Per il momento, comunque, il CSM non sembra intenzionato a dare avvio ad un procedimento nei suoi confronti. Tuttavia, l’organo di autogoverno della magistratura dovrà probabilmente uscire fuori dal suo proverbiale immobilismo per attivarsi in merito ad altri aspetti della vicenda che sono emersi dall’audizione della Forleo. Il giudice per le indagini preliminari avrebbe, infatti, riferito di un colloquio con il procuratore generale di Milano Mario Blandini, che le avrebbe consigliato di essere prudente e di depositare solo le intercettazioni strettamente attinenti all’inchiesta sulle scalate bancarie in modo da assecondare le presunte preoccupazioni di Massimo D’Alema sull’esistenza di sue conversazioni personali con l’indagato Giovanni Consorte, nelle quali il ministro degli Esteri si sarebbe lasciato andare a giudizi spiacevoli su alcuni compagni di partito, compreso Piero Fassino.

Se così fosse (per la cronaca, sia D’Alema che Blandini hanno smentito tali circostanze), la stessa procura di Milano – che ormai da quindici anni non perde occasione di mettere sotto accusa Berlusconi e le sue aziende, di censurare anche sul piano morale la sua attività di politico e di imprenditore e di aprire con disinvoltura fascicoli finalizzati a discreditare la sua immagine, ma destinati a risolversi sempre in assoluzioni o archiviazioni -, sembrerebbe dunque aver deciso di cambiare improvvisamente rotta e di comportarsi con prudenza, se non addirittura con delicatezza per venire incontro ai timori espressi da Massimo D’Alema.

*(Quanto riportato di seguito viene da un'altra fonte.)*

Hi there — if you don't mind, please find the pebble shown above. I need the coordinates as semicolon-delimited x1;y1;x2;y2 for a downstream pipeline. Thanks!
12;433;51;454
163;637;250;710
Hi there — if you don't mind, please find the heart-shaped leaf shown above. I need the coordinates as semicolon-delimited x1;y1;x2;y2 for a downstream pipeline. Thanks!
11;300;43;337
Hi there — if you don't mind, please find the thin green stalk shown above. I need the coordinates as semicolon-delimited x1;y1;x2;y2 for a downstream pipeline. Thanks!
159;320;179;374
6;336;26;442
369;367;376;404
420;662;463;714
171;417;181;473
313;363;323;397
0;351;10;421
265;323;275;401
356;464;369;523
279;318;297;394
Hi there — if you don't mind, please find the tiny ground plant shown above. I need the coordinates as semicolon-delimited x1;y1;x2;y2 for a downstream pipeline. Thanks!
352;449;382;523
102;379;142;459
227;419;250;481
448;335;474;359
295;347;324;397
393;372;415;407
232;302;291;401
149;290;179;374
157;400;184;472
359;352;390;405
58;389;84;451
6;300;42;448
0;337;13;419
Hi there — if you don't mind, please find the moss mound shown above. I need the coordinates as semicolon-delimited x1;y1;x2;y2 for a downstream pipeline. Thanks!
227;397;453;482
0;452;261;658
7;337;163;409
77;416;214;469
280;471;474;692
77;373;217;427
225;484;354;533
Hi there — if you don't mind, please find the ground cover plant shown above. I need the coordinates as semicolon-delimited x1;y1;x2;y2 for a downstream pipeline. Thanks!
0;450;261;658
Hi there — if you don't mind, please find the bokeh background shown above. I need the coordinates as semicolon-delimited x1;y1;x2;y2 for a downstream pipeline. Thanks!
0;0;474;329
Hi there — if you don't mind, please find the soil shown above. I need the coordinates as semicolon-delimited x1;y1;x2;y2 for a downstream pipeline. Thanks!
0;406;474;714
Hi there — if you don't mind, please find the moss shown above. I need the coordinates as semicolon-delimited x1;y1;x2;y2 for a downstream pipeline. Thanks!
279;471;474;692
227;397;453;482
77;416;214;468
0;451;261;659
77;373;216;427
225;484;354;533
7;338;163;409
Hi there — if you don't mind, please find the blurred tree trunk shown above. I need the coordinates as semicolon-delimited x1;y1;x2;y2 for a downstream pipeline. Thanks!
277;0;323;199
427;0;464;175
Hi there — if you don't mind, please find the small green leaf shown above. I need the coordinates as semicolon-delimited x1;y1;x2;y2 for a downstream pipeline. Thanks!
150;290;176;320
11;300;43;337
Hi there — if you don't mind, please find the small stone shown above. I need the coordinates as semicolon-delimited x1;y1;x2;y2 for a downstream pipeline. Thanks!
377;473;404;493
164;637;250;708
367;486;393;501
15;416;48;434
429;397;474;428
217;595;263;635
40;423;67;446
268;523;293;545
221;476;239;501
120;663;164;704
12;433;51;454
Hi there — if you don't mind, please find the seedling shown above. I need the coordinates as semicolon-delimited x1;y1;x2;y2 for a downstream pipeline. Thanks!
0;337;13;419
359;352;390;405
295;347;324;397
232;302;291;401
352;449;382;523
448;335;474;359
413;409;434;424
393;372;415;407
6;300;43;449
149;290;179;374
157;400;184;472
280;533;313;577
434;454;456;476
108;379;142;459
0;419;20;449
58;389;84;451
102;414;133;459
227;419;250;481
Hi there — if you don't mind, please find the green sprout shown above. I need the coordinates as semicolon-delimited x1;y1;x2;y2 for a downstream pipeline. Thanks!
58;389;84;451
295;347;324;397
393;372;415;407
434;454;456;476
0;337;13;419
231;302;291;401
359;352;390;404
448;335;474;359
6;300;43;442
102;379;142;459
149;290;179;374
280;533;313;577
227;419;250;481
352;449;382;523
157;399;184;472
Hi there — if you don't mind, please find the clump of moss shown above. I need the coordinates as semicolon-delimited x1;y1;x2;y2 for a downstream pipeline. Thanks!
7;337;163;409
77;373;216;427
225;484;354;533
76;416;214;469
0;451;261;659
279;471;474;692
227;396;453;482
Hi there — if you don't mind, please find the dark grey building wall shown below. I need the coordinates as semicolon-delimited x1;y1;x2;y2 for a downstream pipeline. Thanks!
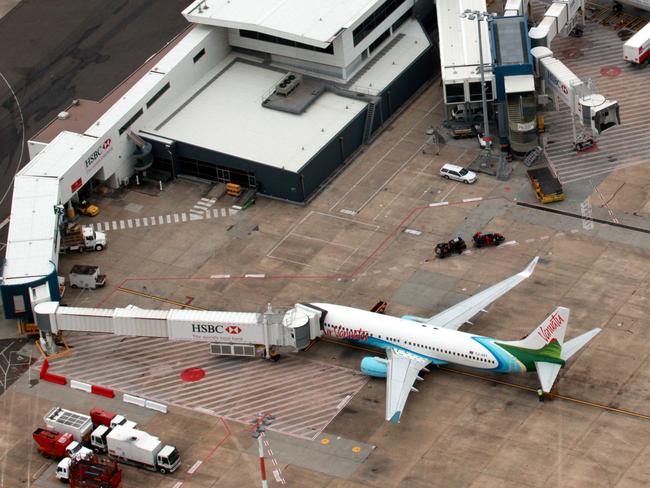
300;109;367;197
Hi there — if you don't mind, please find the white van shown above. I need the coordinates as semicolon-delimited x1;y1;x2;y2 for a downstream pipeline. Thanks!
451;105;483;121
440;164;476;184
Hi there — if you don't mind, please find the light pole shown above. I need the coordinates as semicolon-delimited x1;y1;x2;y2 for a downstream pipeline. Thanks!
460;9;496;147
250;413;275;488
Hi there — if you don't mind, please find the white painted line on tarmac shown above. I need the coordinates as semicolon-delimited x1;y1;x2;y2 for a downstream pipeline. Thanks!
187;459;203;474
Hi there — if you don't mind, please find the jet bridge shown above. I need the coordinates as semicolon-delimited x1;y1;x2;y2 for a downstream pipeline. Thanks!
34;302;327;358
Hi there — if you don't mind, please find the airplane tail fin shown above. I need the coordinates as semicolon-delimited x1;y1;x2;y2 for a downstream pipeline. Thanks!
511;307;569;350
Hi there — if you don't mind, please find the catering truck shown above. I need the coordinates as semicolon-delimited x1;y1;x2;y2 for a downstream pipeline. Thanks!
59;225;106;253
623;22;650;64
106;425;181;474
43;407;93;442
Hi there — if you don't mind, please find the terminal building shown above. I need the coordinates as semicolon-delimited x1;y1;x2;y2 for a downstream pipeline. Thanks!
1;0;436;321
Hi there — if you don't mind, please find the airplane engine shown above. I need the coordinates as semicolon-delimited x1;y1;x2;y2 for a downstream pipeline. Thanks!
361;356;388;378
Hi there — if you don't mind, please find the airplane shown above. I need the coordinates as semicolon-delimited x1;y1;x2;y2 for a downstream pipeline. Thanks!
311;256;601;423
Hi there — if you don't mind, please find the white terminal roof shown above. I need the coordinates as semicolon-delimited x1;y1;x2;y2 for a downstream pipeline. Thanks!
504;75;535;93
149;61;366;172
183;0;380;47
436;0;493;83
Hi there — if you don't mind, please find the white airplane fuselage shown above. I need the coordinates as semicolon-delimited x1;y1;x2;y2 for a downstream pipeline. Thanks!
314;303;527;373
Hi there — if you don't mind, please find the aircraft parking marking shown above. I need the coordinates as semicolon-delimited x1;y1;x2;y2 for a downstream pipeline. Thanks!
90;207;238;232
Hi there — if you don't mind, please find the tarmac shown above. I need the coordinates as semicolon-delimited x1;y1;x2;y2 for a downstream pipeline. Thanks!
0;0;650;488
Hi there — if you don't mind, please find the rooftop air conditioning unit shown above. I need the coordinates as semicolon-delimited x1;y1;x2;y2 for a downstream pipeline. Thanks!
275;73;302;97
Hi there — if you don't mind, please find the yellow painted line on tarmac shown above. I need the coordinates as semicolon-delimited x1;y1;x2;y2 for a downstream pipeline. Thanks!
118;287;205;310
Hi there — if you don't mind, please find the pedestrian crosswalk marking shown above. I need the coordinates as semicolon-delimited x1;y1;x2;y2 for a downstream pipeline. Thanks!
92;208;237;231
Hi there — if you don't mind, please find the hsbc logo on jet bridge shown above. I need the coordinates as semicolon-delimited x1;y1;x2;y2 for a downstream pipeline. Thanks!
192;324;241;335
84;137;113;170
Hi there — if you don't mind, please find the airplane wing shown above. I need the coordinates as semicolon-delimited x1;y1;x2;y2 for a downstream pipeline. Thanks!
422;256;539;330
386;348;431;422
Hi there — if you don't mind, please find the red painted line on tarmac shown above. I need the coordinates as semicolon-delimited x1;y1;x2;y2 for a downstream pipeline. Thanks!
95;196;517;307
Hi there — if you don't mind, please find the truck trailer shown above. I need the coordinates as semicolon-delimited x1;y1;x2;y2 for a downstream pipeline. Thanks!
59;225;107;253
623;22;650;64
43;407;93;442
106;425;181;474
68;264;106;290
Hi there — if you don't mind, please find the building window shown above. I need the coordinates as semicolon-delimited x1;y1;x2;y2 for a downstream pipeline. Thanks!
239;29;334;54
147;82;169;108
393;8;413;32
192;48;205;63
445;83;465;103
119;109;143;135
368;29;390;52
352;0;406;46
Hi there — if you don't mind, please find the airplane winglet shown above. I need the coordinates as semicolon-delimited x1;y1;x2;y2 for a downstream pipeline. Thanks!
518;256;539;278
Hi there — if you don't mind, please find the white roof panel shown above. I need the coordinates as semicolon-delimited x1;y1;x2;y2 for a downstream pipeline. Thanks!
504;75;535;93
19;131;97;178
436;0;492;82
183;0;380;47
149;58;366;172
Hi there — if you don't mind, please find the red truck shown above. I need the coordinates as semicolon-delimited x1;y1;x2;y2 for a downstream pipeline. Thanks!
56;456;122;488
32;427;74;458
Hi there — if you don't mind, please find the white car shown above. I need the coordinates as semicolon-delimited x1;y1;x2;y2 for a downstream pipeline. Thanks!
440;164;476;184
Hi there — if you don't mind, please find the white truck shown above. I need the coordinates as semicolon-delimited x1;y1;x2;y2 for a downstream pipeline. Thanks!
59;225;107;253
68;264;106;290
105;425;181;474
43;407;93;442
623;22;650;64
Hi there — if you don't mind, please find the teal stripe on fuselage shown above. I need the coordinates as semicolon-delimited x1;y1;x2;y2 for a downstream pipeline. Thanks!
472;336;526;373
345;337;449;365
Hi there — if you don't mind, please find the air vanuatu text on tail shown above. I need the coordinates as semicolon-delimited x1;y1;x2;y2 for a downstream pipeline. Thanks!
312;257;600;422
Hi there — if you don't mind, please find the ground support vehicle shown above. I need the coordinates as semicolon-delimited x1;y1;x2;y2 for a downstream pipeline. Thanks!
32;428;92;459
472;232;506;247
90;408;138;429
526;167;564;203
43;407;93;442
56;456;122;488
32;427;74;458
76;200;99;217
59;225;107;253
68;264;106;290
106;425;181;474
435;237;467;259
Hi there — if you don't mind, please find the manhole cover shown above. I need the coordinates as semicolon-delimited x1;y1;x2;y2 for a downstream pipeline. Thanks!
562;47;582;59
600;66;621;78
181;368;205;383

Le circostanze autorizzano a sospettare che un tale cambiamento sarebbe dovuto al diverso schieramento politico dei due leaders, e accreditano anche i più stravaganti sospetti cospirazionisti sull’uso deviato delle indagini milanesi nei confronti del Cavaliere.

Ma non è da escludersi che, anche in questo caso, il CSM rinunci a fare chiarezza e fornisca così l’ennesima dimostrazione di trovare più interesse nell’equilibrio politico al suo interno che nel reale stato della Giustizia italiana.